Is ARCH worth it for someone who has had endless headaches with other distros & just wants to be able to download steam & download wine to use her drawing tablet? Asking for a friend

No.

Even Arch itself is a terribly designed distribution.

  • There are no full time Arch developers, so development can stagnate any any time. For example, the GNU toolchain was unmaintained for an entire year until the community complained about it, which is a huge security risk.
  • The AUR is devoid of packaging standards and any random person can upload malware onto the repository. This is awful from a security standpoint, as packages aren't vetted unlike other major distributions.
  • Pacman didn't have signed signatured for years and still doesn't have proper dependency transactions. The reason that pacman is so fast is because it doesn't do these validatiom checks like apt, dnf and zypper. Furthermore, pacman is run as root...
  • Arch has no official secure boot support, and the methods to implemenr it are cumbersome and not upto stsndard.
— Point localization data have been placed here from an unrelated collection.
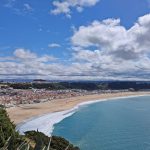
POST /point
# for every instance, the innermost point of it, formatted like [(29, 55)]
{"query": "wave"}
[(45, 123)]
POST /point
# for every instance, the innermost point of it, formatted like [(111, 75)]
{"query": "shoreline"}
[(45, 120), (24, 112), (45, 123)]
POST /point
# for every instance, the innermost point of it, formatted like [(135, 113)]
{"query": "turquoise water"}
[(122, 124)]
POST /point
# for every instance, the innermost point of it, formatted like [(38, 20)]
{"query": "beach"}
[(24, 112)]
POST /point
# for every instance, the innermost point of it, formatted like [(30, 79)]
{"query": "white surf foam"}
[(45, 123)]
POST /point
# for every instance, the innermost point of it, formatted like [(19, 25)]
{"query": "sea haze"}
[(122, 124)]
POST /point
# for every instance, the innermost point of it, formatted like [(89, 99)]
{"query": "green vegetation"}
[(11, 140)]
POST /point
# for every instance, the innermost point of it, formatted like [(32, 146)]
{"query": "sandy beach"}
[(21, 113)]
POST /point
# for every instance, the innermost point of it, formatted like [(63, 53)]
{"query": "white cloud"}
[(119, 53), (54, 45), (102, 50), (27, 7), (66, 6)]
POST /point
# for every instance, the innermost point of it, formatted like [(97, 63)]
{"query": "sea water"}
[(122, 124)]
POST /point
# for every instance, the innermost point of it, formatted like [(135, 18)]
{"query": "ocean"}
[(121, 124)]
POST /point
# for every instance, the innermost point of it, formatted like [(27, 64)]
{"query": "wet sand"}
[(23, 112)]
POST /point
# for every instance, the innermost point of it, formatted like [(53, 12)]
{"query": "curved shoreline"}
[(45, 123)]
The wiki even warns you that secure boot can brick your system. Good lord. *Arch is non minimal despite people claiming otherwise. By default packages aren't segmented, so you either install all the packages or none. For instance, libreoffice bundles everything under the same package. In Fedora and OpenSUSE, those are split so the user is able to choose which parts of the software is to be installed. E.g. Only installing LibreOffice Writer and LibreOffics Calc. This is not possible on Arch due to the KISS principle... which moves onto:
  • The KISS principle is a stupid practice. By making packaging and maintenance as simple as possible, that means Arch is bloated by design, since nothing is segmented. *The devs think that its the users responsibility to fix packages that the maintainers pushed out broken, and there's no real standards for testing packages in the core repos. At best all they do is hold them back for testing for a week or two and hope for the best that nothing is broken. It's a joke.

All in all Arch is a poorly engineered system with some serious flaws. The only reason Arch is held together is because there's enough users to report issues. In any other instances, Arch will never be a production ready machine and will always solely remain a home desktop distro. For everything else it's simply too unreliable to be used for serious work.